Ellas se sabían privilegiadas en aquel curioso ecosistema de animales domésticos. Valían su peso en oro. El motivo era su leche. No solo para consumo propio, sino también para venderla, para hacer queso o para unos espectaculares bollos con nata. Sí, supongo que todas aquellas posibilidades con la leche conferían a las vacas un estatus por encima del resto de animales. Las vacas se lo merecían.

Sus nombres siempre tenían que ver con su aspecto. No había lugar a la imaginación. Era el nombre lógico cuando las mirabas; puro sentido práctico. Ellas lo debían saber, me imagino. Normalmente hacían caso. A no ser que en algún verano sofocante, que los había, les picara la mosca. Las pobres entonces se volvían locas, incapaces de soportar semejante enjambre de insectos a su alrededor. Entonces, cosa extraña, mi abuelo se ponía nervioso y juraba de lo lindo: me cago en el santo cristo de luchana. Es mi recuerdo.

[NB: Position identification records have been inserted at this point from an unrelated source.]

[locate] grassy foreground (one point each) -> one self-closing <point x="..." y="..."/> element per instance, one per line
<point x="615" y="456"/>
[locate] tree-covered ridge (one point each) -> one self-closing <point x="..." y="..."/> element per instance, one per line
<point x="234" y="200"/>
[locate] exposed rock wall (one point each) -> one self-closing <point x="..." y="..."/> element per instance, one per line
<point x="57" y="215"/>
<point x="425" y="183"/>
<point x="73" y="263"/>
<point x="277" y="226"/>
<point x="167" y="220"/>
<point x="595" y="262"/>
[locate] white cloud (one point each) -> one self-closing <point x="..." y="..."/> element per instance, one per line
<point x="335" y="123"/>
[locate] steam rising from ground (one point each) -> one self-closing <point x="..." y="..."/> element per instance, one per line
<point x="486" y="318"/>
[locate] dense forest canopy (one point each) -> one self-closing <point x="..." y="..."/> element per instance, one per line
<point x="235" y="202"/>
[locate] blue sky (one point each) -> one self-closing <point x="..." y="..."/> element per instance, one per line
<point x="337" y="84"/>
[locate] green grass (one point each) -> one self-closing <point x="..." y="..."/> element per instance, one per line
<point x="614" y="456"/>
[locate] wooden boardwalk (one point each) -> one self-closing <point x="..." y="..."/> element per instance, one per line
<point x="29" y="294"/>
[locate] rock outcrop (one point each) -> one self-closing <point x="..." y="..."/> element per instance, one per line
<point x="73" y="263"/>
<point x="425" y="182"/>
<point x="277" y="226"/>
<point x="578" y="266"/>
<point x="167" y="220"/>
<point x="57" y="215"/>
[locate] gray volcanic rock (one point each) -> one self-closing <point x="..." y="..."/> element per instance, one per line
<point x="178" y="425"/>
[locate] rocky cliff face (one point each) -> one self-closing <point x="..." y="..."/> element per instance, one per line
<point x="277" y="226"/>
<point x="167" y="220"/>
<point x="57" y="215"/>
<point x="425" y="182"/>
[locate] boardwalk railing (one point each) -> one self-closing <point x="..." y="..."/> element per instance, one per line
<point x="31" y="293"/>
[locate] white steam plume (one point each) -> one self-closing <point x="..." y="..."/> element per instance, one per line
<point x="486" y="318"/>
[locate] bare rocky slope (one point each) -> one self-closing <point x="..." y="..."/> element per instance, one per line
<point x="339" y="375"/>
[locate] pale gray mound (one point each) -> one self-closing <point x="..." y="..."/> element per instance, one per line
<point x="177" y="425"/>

Ahora, cuando veo granjas con cientos de vacas estabuladas, cada una en su cárcel, no puedo evitarlo: me parece una crueldad extrema. El nombre grapado en la oreja: un simple número. No hay más, un número. Una deshumanización bestial. Porque somos nosotros, no ellas; somos los humanos quienes hemos perdido el norte. Aquellas dos vacas han pasado a mejor vida. En muchos sentidos.

Imagen de Robert Jones en Pixabay.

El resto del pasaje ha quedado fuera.